Dyrektorzy poszukiwani
Miasto szuka szefów dwóch departamentów. Prawdopodobnie w przyszły czwartek komisja spotka się z kandydatami na dyrektora departamentu oświaty. Stanowisko zwolniło się, gdy Dorota Cieślik, awansowała na wiceprezydenta. Na konkurs wpłynęły dwie oferty. Jak ustaliliśmy nieoficjalnie, jedną z nich złożyła Dorota Adamczyk, od lat związana z oświatą. Pracowała w szkołach w Chełmie i powiecie, była dyrektorem i pełniącą obowiązki dyrektora w Szkole Podstawowej w Kamieniu, przez kilka lat pracowała też w kuratorium oświaty. Adamczyk nie chciała rozmawiać na temat tego, czy złożyła swoją ofertę.
Jeśli chodzi o drugiego kandydata, niektórzy twierdzą, iż jest nim Teresa Mościcka, do końca sierpnia dyrektor I LO w Chełmie, także od lat związana z chełmską oświatą. W niektórych kręgach wymienia się też Jolantę Gierasimiuk, która po zmianie warty w urzędzie, przeszła z wydziału spraw społecznych, gdzie była dyrektorem, do wydziału oświaty. Na giełdzie nazwisk pojawiło się także nazwisko Joanny Grocholi, kierownika oddziału chełmskiego Lubelskiego Samorządowego Centrum Doskonalenia Nauczycieli.
Niemałym zaskoczeniem było także ogłoszenie w ubiegłym tygodniu konkursu na dyrektora departamentu promocji i kultury. Stanowisko to w marcu ubiegłego roku objął Bartłomiej Kazimierczak, wieloletni pracownik Chełmskiego Domu Kultury. Jak udało się nam dowiedzieć, Kazimierczak wraca do Chadeku na wcześniej zajmowane stanowisko. Nieoficjalnie mówi się, że być może to on zostanie wkrótce dyrektorem tej placówki i zajmie miejsce Małgorzaty Paździor-Król, która przeszła do pracy w Wojsławicach.
Chętni na stanowisko dyrektora departamentu, mogą składać dokumenty do 21 sierpnia. Wymagania to m.in. wyższe wykształcenie, 5-letni staż pracy, z czego co najmniej 3 lata w zakresie kultury i promocji. Proponowane pobory to minimum 4 tys. zł (brutto). Można negocjować.
Prezydent Chełma szuka także dyrektora swojego gabinetu.

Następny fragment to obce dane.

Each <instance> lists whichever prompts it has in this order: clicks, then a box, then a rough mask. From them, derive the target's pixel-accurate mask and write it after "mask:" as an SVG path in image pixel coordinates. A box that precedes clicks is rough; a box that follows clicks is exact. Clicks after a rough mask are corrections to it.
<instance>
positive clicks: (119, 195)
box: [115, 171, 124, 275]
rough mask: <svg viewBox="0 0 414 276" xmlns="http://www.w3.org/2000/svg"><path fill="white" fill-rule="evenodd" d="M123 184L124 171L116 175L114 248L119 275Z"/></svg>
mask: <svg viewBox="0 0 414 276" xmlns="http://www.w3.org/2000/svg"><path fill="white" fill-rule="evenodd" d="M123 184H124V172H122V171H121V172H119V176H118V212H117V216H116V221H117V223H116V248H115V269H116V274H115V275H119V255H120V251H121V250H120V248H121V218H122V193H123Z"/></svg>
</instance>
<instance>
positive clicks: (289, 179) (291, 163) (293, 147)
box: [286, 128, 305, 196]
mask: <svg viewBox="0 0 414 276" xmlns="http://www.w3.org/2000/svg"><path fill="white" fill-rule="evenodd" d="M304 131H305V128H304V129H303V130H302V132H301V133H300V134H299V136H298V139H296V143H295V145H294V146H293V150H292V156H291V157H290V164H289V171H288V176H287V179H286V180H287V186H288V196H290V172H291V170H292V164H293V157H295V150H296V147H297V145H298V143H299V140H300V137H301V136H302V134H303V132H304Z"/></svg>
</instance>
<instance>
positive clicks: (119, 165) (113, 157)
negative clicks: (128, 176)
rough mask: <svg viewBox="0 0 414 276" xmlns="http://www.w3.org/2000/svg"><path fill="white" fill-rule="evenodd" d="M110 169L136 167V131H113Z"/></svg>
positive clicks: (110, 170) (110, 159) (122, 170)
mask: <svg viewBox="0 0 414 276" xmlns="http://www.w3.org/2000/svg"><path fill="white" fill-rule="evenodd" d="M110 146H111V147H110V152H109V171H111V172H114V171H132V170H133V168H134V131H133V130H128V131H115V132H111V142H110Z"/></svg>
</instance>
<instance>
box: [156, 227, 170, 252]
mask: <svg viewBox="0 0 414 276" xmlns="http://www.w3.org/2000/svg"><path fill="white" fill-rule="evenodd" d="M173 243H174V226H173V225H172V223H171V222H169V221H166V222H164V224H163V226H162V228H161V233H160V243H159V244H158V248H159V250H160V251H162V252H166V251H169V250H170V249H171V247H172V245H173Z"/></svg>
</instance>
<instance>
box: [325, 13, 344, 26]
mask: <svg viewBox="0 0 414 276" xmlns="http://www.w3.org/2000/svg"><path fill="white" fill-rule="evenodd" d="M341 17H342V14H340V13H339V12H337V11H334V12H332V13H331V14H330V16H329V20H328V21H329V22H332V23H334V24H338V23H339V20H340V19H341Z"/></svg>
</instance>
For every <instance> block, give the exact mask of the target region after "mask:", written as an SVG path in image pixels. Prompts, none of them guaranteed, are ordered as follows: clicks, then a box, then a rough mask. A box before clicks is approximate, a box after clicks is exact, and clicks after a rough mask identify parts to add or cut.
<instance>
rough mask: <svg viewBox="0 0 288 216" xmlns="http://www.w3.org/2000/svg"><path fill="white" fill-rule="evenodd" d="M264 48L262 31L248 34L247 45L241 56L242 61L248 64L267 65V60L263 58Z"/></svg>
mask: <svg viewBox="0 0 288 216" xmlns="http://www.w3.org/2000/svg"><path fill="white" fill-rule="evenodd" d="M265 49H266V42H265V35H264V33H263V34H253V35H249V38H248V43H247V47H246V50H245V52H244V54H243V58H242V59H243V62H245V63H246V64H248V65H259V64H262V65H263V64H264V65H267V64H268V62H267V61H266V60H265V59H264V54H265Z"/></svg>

Wymagania nie są zbyt wygórowane: wykształcenie wyższe, co najmniej 5-letni staż pracy, nieposzlakowana opinia, brak skazania pełnomocnym wyrokiem, pełna zdolność do czynności prawnych i obywatelstwo polskie. Wynagrodzenie od 4 tys. zł (brutto) do uzgodnienia. Choć dokumenty na konkurs przyjmowane są do 21 sierpnia, już mówi się , że pewniakiem jest Wojciech Wójcik, partyjny kolega prezydenta, od kilku miesięcy pracujący w urzędzie, właśnie w gabinecie prezydenta. Wcześniej to stanowisko piastował Daniel Domoradzki, kolega partyjny prezydenta Banaszka. Awansowany na kolejnego wiceprezydenta naszego miasta odszedł z niesławie po alkoholowej wpadce na studniówce.
Praca szuka człowieka
Ponadto samorząd potrzebuje pracownika na stanowisko do spraw zieleni miejskiej w wydziale infrastruktury komunalnej. W ofercie czytamy, że proponowane wynagrodzenie zaczyna się od najniższej krajowej, czyli 2 600 zł. Na niedobór pracowników cierpi też departament finansów. Potrzebny fachowiec do spraw windykacji podatku od nieruchomości. Miasto oferuje 2 600 zł (do uzgodnienia). Pracowników szuka również departament promocji i kultury. Do obsadzenia wakaty dla specjalisty od promocji i specjalisty od kultury.
Ratusz ogłosił też kolejny konkurs na zastępcę kierownika Urzędu Stanu Cywilnego. Dokumenty można składać do 18 sierpnia. Pobory 3 300 zł (brutto) do uzgodnienia.